“Succession”, um ritual de rebelião
O processo sucessório, ainda com o pai vivo, é um recorrente ritual onde se encena, jocosamente, um levante dos filhos contra o pai e o chefe
Até que ponto uma família é apenas uma “família”? O que haveria de tão fascinante numa série que aborda um drama sucessório em uma família de super ricos norte-americanos? O que faz de “Succession”, de Jesse Armstrong, um sucesso retumbante? Certamente são muitos os fatores que aí competem.
A série da HBO trata de uma história de família ao mesmo tempo que não é. A Waystar ROYCO, um conglomerado de mídia baseado em Nova Iorque, é um ambiente empresarial saturado pelo poder. As suas salas amplas e transparentes em contraste com cômodos ocultos, corredores, carros pretos e helicópteros privados servem de palcos para repetidos atos e gestos, nem sempre visíveis, de (des)amor e dominação do poderoso pai e chefe – um tipo self-made man – Logan Roy em relação aos filhos Connor, Kendall, Siobhan “Shiv” e Roman. Nessas relações repletas de ambiguidades as ambições pelo poder se confundem facilmente com os ressentimentos dos filhos em relação com o pai: um ausente muito presente. Na história é impossível identificar onde terminam os laços familiares e onde começam os negócios. É uma trama de fronteiras borradas.
Muito tem se dito que a série reencena aspectos da peça Rei Lear, de Shakespeare. A tragédia de poder e amor está, de fato, posta na mesa dos roteiristas da série. No entanto, a jornada vai além da jornada da jornada sucessória linear. Desde o início da segunda temporada eu percebi a história dos Roy como uma tragédia onde o fator trágico está, justamente, na sua eterna conservação. Aceitei, tão logo, se tratar de uma viagem redonda e agoniada. O agonístico grego implica na manutenção constante do conflito e da competição. Eu posso explicar.
Em ‘Succession’, os constantes conflitos e competições pelo poder existem para impedir a revolução
A minha percepção, desde então, esteve colada a um trabalho realizado pelo antropólogo sul-africano Max Gluckman (1911-1975) entre os Bantos do Sudeste, na Zululândia, Suazilândia e Moçambique.
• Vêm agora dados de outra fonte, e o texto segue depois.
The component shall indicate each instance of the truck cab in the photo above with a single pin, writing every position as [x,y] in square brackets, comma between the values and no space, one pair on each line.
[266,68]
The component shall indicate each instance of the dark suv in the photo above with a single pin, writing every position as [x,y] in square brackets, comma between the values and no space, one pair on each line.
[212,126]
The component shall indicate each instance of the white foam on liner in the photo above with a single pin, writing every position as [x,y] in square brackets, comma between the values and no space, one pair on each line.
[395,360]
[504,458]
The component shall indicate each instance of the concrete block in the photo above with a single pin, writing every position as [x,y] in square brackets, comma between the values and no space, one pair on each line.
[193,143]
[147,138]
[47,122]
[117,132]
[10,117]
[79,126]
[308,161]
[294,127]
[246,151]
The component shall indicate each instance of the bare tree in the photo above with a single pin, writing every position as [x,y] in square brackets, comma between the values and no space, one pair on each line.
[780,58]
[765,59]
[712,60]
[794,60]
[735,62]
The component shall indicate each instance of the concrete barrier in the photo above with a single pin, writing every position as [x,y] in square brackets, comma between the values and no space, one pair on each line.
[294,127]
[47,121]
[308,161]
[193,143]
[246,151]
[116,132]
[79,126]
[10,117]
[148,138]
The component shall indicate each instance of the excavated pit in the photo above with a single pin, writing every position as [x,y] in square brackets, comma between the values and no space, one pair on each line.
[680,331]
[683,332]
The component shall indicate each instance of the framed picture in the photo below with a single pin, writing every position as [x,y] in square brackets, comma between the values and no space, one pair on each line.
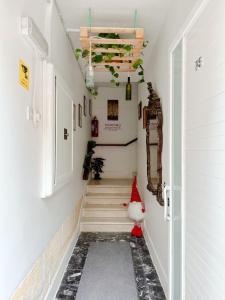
[80,116]
[113,110]
[85,106]
[140,110]
[145,112]
[90,107]
[74,117]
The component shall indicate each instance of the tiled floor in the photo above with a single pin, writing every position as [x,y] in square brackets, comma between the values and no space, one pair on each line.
[148,284]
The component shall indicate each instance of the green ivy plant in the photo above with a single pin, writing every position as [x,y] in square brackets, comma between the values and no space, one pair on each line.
[99,57]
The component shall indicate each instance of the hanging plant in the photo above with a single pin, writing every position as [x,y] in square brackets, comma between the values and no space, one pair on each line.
[100,57]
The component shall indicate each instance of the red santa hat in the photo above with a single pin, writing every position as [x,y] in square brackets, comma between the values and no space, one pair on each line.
[135,197]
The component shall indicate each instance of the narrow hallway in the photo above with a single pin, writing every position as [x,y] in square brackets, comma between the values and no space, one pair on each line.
[112,156]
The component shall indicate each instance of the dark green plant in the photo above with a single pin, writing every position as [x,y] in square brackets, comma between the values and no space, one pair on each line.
[87,160]
[97,164]
[99,57]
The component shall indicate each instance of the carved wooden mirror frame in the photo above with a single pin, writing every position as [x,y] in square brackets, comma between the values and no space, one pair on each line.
[154,112]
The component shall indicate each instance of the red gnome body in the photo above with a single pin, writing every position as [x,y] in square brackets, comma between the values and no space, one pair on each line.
[136,210]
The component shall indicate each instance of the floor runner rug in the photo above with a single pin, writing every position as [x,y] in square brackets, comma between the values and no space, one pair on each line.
[108,273]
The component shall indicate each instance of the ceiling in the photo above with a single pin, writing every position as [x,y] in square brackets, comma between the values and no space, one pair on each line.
[117,13]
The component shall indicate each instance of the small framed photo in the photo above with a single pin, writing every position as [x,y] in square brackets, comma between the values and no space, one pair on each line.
[140,110]
[85,106]
[80,116]
[90,107]
[74,117]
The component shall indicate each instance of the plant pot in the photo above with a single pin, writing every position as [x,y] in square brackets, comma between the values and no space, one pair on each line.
[97,177]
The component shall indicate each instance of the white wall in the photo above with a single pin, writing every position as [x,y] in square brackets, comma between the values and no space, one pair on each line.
[157,71]
[205,157]
[28,222]
[120,161]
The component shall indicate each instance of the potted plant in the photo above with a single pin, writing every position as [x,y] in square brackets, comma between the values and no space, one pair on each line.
[87,160]
[97,164]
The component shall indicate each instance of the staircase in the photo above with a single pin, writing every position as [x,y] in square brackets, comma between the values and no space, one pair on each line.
[103,209]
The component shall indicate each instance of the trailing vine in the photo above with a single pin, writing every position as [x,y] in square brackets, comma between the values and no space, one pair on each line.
[99,57]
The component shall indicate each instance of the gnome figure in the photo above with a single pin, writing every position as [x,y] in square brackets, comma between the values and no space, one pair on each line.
[136,210]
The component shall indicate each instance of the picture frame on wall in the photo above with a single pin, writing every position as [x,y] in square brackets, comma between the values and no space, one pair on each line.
[74,117]
[80,116]
[113,110]
[85,106]
[140,110]
[90,107]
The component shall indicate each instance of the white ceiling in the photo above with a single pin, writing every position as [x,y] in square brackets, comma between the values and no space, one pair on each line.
[116,13]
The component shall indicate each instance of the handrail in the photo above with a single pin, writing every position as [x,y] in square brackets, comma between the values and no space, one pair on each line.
[120,145]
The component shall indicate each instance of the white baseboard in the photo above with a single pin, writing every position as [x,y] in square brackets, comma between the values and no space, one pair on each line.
[156,261]
[51,294]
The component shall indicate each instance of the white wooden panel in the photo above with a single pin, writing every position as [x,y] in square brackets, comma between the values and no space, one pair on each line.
[205,156]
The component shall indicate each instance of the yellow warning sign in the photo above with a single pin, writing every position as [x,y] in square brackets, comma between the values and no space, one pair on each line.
[24,74]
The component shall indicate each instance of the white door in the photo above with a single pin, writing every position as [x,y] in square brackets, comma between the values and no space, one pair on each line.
[64,133]
[173,199]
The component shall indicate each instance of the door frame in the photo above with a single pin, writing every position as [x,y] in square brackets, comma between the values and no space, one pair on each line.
[182,162]
[181,37]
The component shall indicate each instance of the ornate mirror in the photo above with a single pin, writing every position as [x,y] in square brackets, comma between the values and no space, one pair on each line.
[153,121]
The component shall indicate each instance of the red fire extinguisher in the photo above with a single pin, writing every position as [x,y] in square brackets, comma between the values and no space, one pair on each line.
[94,127]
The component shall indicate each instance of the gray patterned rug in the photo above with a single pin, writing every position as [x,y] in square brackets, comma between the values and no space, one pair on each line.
[108,273]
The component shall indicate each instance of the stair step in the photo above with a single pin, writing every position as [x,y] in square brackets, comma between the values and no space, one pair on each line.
[105,198]
[108,189]
[106,224]
[104,210]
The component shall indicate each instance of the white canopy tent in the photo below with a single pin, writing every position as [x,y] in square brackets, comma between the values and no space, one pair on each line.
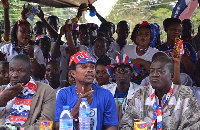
[60,3]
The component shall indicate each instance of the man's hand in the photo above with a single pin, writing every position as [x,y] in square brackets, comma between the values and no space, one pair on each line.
[5,4]
[87,95]
[68,27]
[10,93]
[81,8]
[40,13]
[92,7]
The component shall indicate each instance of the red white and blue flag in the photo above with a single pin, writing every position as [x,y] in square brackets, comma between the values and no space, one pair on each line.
[184,9]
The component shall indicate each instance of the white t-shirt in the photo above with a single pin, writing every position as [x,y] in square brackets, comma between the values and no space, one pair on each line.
[10,52]
[130,50]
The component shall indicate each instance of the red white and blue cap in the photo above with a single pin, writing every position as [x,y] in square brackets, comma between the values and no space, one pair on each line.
[122,59]
[75,26]
[81,57]
[41,36]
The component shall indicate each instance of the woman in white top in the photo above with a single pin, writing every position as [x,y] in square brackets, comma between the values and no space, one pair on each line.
[21,43]
[142,51]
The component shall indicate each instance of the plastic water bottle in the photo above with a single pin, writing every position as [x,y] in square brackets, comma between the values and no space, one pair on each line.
[84,115]
[66,119]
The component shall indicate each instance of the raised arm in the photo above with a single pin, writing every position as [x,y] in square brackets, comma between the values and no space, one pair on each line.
[6,20]
[52,32]
[97,14]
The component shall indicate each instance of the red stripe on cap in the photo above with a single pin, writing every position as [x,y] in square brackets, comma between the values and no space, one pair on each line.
[18,118]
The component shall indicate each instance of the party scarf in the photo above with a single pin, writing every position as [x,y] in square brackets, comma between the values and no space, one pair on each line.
[21,107]
[158,108]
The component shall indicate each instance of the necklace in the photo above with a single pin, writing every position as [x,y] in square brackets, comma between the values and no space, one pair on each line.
[119,104]
[80,92]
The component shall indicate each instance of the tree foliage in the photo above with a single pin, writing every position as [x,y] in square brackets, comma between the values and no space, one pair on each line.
[153,11]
Nos resultados da pesquisa publicados em 1954, Gluckman constrói uma teoria na qual as contradições e os conflitos são a base de explicação do poder e da autoridade. Para isso, ele estudou um grande acontecimento no calendário local, quando a massa de súditos, até então silenciosa, se volta ressentida, aos gritos de ódio contra o rei. Como um ritual, a rebelião organiza e exibe conflitos. Há uma demonstração aberta da obscenidade do poder onde o rei parece estar prestes a cair.
Mas o que mais surpreende o antropólogo interessado pela política é que, ao final, o resultado dessa aparente confusão causada pela massa contra o rei é a prosperidade. A rebelião não se converteu em revolução e a Realeza está mais forte do que nunca. A explosão catártica deu-se por dentro, não rompeu o corpo. Trata-se, segundo ele, de um ritual onde o poder e o ódio são institucionalmente encenados. A rebelião paradoxalmente apoia o sistema tradicional, e vai transformar o príncipe em rei.
A história dos Roy é uma tragédia onde o fator trágico está, justamente, na sua eterna conservação
Em “Succession” a lógica é semelhante. Os constantes conflitos e competições pelo poder existem, justamente, para impedir a revolução. O processo sucessório, ainda com o pai vivo, é um recorrente ritual onde se encena, jocosamente, uma rebelião dos filhos contra o pai e o chefe. Mas, ao contrário de causar qualquer fratura ou ruptura definitiva na ordem familiar-empresarial, a revolta parece, a todo tempo, reforçar a dominação do pai e a fragilidade dos filhos. O ódio encenado e a infinita espera pelo poder (e pelo amor do pai) são matéria-prima indispensável à manutenção da ordem efetivo-econômica. E Logan parece saber disso o tempo todo.
Ao final, em ambos os contextos, temos uma desordem muito ordenada. O que fascina na série é a impossibilidade de discriminação entre conflito e cooperação, traição e lealdade, ódio e amor, família e império. E essa é grande fortuna crítica dessa história. Os filhos aceitam essa ordem como correta e até – sempre nas entrelinhas – sagrada. O que querem, nesse grande ritual de morte encenada, é devorar o pai como se assim incorporassem o amor todo poderoso que a eles sempre foi recusado. E sempre será, para o bem do Império.